Bu dönüşümün en somut örneklerinden biri 4G oldu. Mobil internet hızlandı; görüntülü konuşmalar sıradanlaştı, uzaktan eğitim ve çalışma mümkün hâle geldi. Kısacası 4G, hayatı kolaylaştıran ve toplumun büyük ölçüde benimsediği bir teknolojiye dönüştü.
Bugün ise benzer bir geçiş 5G için yaşanıyor. Ancak bu kez tartışma yalnızca hız ve teknoloji üzerinden ilerlemiyor. Sokakta ve sosyal medyada yükselen itirazlar, meselenin teknoloji değil, zorunluluk algısı etrafında şekillendiğini gösteriyor.
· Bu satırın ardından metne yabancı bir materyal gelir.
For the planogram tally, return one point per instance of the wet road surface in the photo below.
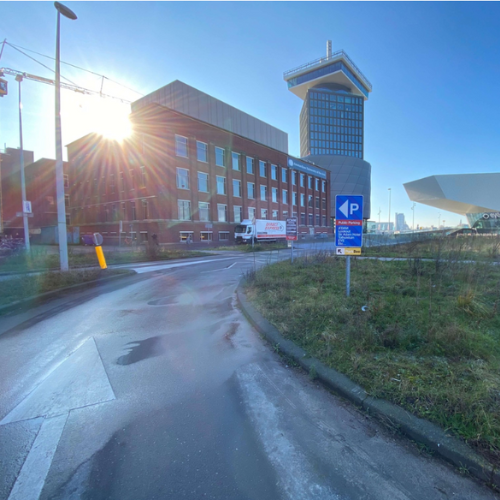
(157, 388)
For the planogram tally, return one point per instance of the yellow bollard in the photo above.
(100, 257)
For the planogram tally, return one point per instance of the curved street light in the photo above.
(61, 207)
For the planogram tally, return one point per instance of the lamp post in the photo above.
(390, 192)
(19, 79)
(61, 207)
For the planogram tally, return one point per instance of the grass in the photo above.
(429, 339)
(41, 259)
(27, 286)
(484, 248)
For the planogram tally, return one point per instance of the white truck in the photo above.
(260, 230)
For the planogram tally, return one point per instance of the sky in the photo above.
(434, 67)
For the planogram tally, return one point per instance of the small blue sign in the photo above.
(348, 221)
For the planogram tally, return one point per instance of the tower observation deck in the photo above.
(334, 91)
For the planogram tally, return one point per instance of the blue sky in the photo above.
(434, 69)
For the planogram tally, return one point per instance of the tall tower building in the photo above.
(334, 92)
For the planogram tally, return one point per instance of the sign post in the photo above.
(348, 230)
(291, 231)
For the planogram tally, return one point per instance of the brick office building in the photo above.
(178, 175)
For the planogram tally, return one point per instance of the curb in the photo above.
(23, 302)
(436, 439)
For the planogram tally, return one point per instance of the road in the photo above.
(156, 387)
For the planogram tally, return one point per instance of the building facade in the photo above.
(179, 176)
(334, 91)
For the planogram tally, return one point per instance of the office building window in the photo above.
(222, 213)
(238, 213)
(182, 178)
(237, 188)
(249, 165)
(262, 168)
(201, 151)
(203, 211)
(220, 157)
(274, 172)
(221, 185)
(202, 182)
(235, 160)
(181, 146)
(184, 207)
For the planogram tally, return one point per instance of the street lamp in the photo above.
(390, 192)
(61, 207)
(19, 79)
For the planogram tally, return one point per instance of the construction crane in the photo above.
(64, 85)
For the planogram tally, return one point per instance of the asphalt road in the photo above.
(156, 387)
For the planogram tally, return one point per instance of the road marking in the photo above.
(150, 269)
(31, 479)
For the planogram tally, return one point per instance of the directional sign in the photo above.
(291, 229)
(348, 223)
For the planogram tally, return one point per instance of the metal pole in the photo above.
(21, 164)
(348, 276)
(61, 207)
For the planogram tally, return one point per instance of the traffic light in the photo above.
(3, 87)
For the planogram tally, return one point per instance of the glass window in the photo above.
(237, 188)
(249, 165)
(222, 213)
(238, 213)
(221, 185)
(201, 151)
(203, 211)
(182, 178)
(236, 160)
(262, 168)
(184, 207)
(202, 182)
(220, 157)
(274, 172)
(181, 146)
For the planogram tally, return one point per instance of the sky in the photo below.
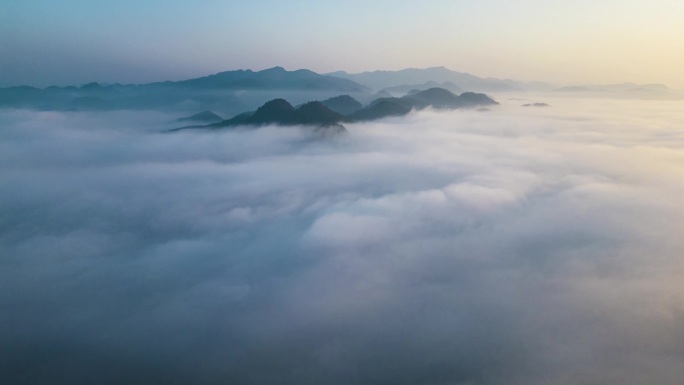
(73, 42)
(518, 246)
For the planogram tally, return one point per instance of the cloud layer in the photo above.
(516, 246)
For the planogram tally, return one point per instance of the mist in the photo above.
(510, 246)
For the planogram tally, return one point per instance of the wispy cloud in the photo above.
(517, 246)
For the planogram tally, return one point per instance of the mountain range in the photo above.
(230, 92)
(327, 116)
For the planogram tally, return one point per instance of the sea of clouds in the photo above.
(513, 246)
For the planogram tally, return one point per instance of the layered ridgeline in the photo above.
(227, 92)
(328, 115)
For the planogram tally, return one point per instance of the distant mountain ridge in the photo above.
(276, 78)
(379, 80)
(325, 120)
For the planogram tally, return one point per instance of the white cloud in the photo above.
(516, 246)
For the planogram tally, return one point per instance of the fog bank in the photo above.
(512, 246)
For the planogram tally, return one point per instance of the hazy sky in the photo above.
(583, 41)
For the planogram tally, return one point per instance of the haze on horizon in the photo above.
(73, 42)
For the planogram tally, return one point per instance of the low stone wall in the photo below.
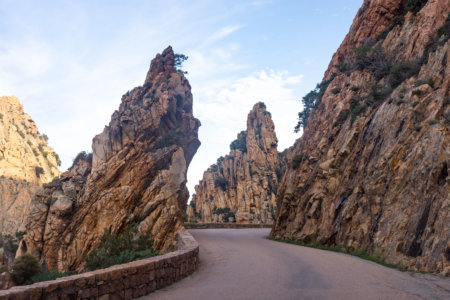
(124, 281)
(224, 225)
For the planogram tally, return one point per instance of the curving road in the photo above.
(242, 264)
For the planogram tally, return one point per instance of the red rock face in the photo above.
(137, 175)
(375, 154)
(242, 186)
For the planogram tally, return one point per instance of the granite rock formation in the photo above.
(242, 186)
(371, 169)
(137, 175)
(26, 162)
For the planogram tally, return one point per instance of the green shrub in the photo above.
(445, 29)
(179, 60)
(401, 71)
(415, 6)
(39, 171)
(240, 143)
(115, 248)
(356, 109)
(171, 138)
(50, 275)
(433, 122)
(82, 156)
(377, 93)
(297, 159)
(397, 20)
(221, 182)
(311, 101)
(220, 160)
(24, 268)
(58, 160)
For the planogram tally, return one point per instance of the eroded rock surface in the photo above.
(242, 186)
(374, 157)
(26, 161)
(137, 175)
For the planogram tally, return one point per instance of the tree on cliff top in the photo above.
(179, 60)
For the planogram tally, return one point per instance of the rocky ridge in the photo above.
(137, 175)
(242, 186)
(26, 162)
(371, 169)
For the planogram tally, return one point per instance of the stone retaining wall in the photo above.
(224, 225)
(124, 281)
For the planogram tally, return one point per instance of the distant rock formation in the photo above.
(26, 161)
(136, 175)
(242, 186)
(371, 170)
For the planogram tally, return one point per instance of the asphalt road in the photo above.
(242, 264)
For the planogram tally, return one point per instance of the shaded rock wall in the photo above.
(242, 185)
(137, 175)
(374, 157)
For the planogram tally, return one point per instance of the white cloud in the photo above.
(222, 33)
(223, 108)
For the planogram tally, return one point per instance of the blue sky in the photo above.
(70, 62)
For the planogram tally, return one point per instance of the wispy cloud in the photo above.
(223, 107)
(222, 33)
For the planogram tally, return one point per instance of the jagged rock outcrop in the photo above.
(371, 168)
(242, 186)
(26, 161)
(137, 175)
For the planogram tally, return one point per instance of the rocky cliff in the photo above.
(26, 161)
(370, 171)
(242, 186)
(136, 175)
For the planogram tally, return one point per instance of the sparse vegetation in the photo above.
(310, 102)
(361, 253)
(82, 156)
(58, 160)
(240, 143)
(445, 29)
(297, 159)
(401, 71)
(356, 109)
(226, 213)
(39, 171)
(179, 60)
(433, 122)
(397, 20)
(50, 275)
(171, 138)
(115, 248)
(221, 182)
(24, 268)
(415, 6)
(220, 160)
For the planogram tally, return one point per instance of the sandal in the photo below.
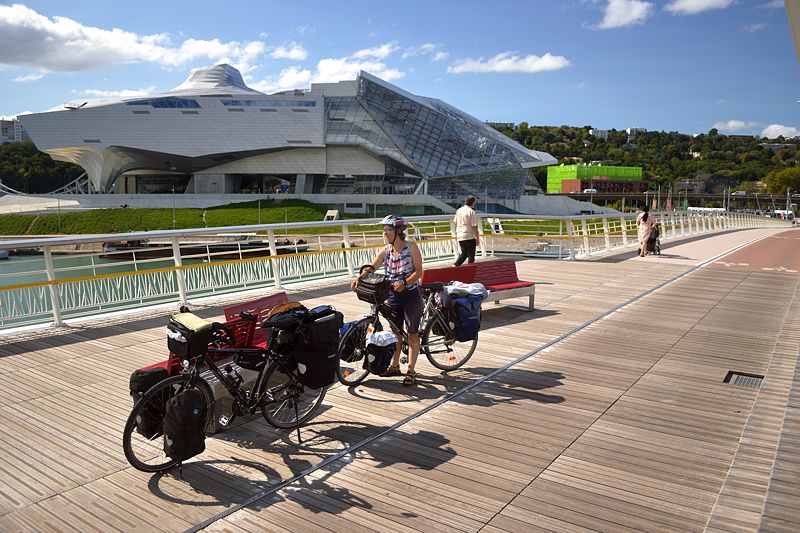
(393, 370)
(410, 379)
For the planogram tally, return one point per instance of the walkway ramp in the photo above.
(614, 415)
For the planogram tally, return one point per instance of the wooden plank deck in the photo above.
(625, 424)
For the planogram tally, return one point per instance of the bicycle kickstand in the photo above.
(297, 422)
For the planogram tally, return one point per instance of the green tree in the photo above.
(778, 181)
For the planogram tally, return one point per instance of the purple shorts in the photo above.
(407, 304)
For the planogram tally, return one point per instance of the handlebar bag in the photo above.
(317, 350)
(373, 287)
(188, 335)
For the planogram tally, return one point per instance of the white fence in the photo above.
(68, 277)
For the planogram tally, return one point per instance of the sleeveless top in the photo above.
(400, 267)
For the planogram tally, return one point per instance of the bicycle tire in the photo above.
(352, 351)
(440, 346)
(146, 452)
(283, 391)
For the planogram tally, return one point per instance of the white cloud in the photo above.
(378, 52)
(621, 13)
(293, 50)
(121, 93)
(693, 7)
(427, 49)
(509, 62)
(60, 44)
(28, 77)
(752, 28)
(774, 4)
(302, 30)
(734, 125)
(333, 70)
(775, 130)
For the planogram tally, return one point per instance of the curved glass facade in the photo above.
(457, 153)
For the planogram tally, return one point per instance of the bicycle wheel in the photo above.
(283, 393)
(142, 439)
(440, 346)
(352, 351)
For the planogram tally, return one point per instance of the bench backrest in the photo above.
(260, 307)
(496, 272)
(464, 273)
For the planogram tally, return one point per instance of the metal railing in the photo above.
(52, 279)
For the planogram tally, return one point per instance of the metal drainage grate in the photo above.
(743, 379)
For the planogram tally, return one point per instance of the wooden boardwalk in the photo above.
(624, 424)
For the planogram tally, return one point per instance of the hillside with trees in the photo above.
(26, 169)
(667, 157)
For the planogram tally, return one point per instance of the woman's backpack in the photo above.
(373, 287)
(185, 424)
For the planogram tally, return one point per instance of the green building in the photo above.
(590, 176)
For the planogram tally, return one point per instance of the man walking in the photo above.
(467, 233)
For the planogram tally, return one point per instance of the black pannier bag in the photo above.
(188, 335)
(378, 358)
(465, 313)
(317, 351)
(373, 287)
(148, 423)
(185, 424)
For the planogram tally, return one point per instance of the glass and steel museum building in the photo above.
(213, 134)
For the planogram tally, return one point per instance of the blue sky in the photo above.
(673, 65)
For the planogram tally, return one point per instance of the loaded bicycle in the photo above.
(438, 340)
(278, 390)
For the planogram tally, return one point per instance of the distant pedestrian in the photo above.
(467, 233)
(646, 227)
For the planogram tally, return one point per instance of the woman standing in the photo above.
(645, 224)
(402, 261)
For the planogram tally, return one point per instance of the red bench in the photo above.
(247, 333)
(499, 276)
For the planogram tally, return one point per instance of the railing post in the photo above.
(585, 230)
(484, 254)
(570, 236)
(55, 297)
(455, 246)
(180, 275)
(273, 251)
(624, 225)
(347, 253)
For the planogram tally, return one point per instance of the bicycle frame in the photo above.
(249, 402)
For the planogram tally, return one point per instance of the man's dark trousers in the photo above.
(467, 252)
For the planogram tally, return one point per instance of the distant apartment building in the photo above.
(566, 179)
(633, 132)
(11, 131)
(501, 125)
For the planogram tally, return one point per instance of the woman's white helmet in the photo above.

5G, küresel ölçekte aynı hızla kabul görmedi. İngiltere, Çin menşeli Huawei ekipmanlarını ulusal güvenlik gerekçesiyle yasakladı. İsveç, Huawei ve ZTE’yi altyapıdan tamamen dışladı. Yeni Zelanda ve Avustralya da benzer güvenlik önlemleri aldı. İtalya, Belçika ve İrlanda’da ise bazı şehirlerde uygulamalar halk tepkisiyle ertelendi.
Türkiye’de 5G süreci pilot uygulamalarla ilerliyor
Resmî açıklamalara göre geçişin Nisan 2026’da başlaması planlanıyor. Bugün itibarıyla 5G kullanımı zorunlu değil. Ancak tartışmalar, mevcut uygulamalardan çok geleceğe dair algılar ve endişeler etrafında yoğunlaşıyor.
Rahatsızlığın kaynağı teknoloji değil; sürecin nasıl anlatıldığı ve nasıl yönetildiği. Bilgilendirme eksikliği ve toplumsal katılımın sınırlı olması, güvensizliği artırıyor. İnsanlar gelişmeye karşı değil; yalnızca bu sürecin dışında bırakılmak istemiyor.
Bilimsel olarak 5G’nin insan sağlığına zarar verdiğini kanıtlayan kabul görmüş bir veri yok. Buna rağmen itirazlar sürüyorsa, bunun nedeni dijital güvenlik ve mahremiyet kaygıları. Daha fazla veri, daha fazla denetim ihtiyacını da beraberinde getiriyor.
5G’ye yönelik kaygıların önemli bir kısmı sağlık değil, güvenlik temelli. Daha fazla cihazın aynı anda ağa bağlanması; veri mahremiyeti, siber saldırı riski ve dijital altyapıların dış müdahalelere açık hâle gelmesi endişesini doğuruyor. Akıllı şehirler, kameralar ve bağlı sistemler geliştikçe ‘Ne kadar izleniyoruz?’ sorusu da daha yüksek sesle soruluyor.
5G; hız, verimlilik ve teknolojik rekabet açısından önemli fırsatlar sunuyor. Ancak şeffaflık ve toplumsal rıza olmadan yürütülen her dönüşüm, ilerleme olmaktan uzaklaşıyor. Teknoloji hızla kurulabilir; fakat güven, ancak katılımla inşa edilir.